A Philosopher Takes to Quillette to Complain About His Book Reviews

Sure seems like Alex Byrne wrote a bad book of philosophy.

by Evan Urquhart

Discussions about gender, particularly when they touch on trans identities, can be very contentious. Let’s grant Alex Byrne, a philosophy profesor at MIT who wrote an ungodly number of words for Quillette complaining that his colleagues didn’t like his book enough, at least that much. It’s difficult to talk about gender if you confine yourself to cis and binary ways of thinking, and even more so if you insist on dragging trans people into things.

Alex Byrne is determined to drag trans people into things. In 2022 he attempted to contribute a chapter on pronouns to something called an Oxford Handbook (a collection of snapshots of current research in a discipline). In the proposed chapter Byrne argued that pronouns are used in English to convey information about biological sex. This is extremely stupid, as anyone who’s ever referred to Dora the Explorer as a she could tell you. Also, boats exist.

The fact that it is trivially easy to dispense with the idea that pronouns are used to convey information about biological sex without even mentioning trans people is a good indication of the quality of Byrne’s arguments.

Another indication is that his colleagues thought that Byrne’s ideas were dogshit. The MIT prof is very upfront about this in his punishingly long Quillette thingummy. He quotes a colleague who said, of his book, “It is of extremely poor quality.” He also quotes the explanation from the publisher on their decision not to move forward with its publication by saying, “the book does not treat the subject in a sufficiently serious and respectful way.”

Sounds like a really bad, superficial, unserious book that maybe didn’t merit publication! But Byrne, of course, believes he’s being unfairly silenced by a profession in the grips of groupthink. Luckily, he includes a brief excerpt from an early article to help us judge this. The publication, which represented his first serious foray into the philosophy of gender, argued that a woman is an adult human female. Here’s his example of the quality of his own argumentation:

a longish excerpt, in which Byrne argues that in a short film which includes gender role reversal, men are still men and women are still women

screenshot from Quillette

The gist is this: In a short film where gender roles are swapped, the men are still men and the women are still women, because Byrne says so. As such it reads as a shallow “nuh uh” to the ideas of feminist philosophy, which have long held that biological differences alone are insufficient to explain the unequal positions men and women have in society, and since they’re insufficient it’s more useful to think of what womanhood is in terms of that power relationship. Agree or not, the excerpt isn’t not engaging with that work, it’s holding up a middle finger at it.

Byrne is professor in a discipline with a reputation for being very dense, wordy, and difficult for laypeople to follow, and the excerpts of his work seem not just simple to read, but easy even for a layperson to poke huge holes in. If we assume that Byrne has done a lot of philosophy in order to reach the august position of MIT professor, this suggests he isn’t some sort of thumb-sniffing fartass. If that’s true, if he’s not just an idiot who thinks he’s being smart, then the sort of paragraph where Byrne suggests that because a film showed reversed gender roles therefore gender is biology read less like an attempt to do philosophy and more like he’s intentionally trawling for the sorts of annoyed, dismissive reactions that he’s now writing about indignantly, and at great length, on a conservative culture war website.

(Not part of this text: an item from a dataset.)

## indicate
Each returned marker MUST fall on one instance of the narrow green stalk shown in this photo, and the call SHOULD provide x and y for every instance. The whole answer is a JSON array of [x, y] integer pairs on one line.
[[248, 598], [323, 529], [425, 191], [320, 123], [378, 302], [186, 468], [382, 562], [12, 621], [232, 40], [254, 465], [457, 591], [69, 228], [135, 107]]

One of the most tedious ploys of modern conservatism has been the insistance that outmoded ideas from the far right aren’t realy being dismissed because they’re shoddy, mean-spirited tripe that was dispensed with ages ago, but because they’re so danged dangerous and transgressive. If you engage with them in depth you end up wasting precious time on people who weren’t seriously trying to have an argument in the first place. If you ignore them, you provide fuel for the claim that you’re suppressing them unfairly.

There is, perhaps, one other way. You can engage with this sort of conservative, but lightly. The existence of Dora the Explorer, a non-biological she/her, refutes the idea that pronouns are biological. A movie short with swapped gender roles has no bearing on whether womanhood is primarily a power position. There’s no need to read further or engage with every equally shallow gambit. Come back when you’ve actually made an argument instead of just pretending to have made one in order to pretend that you’ve been cancelled.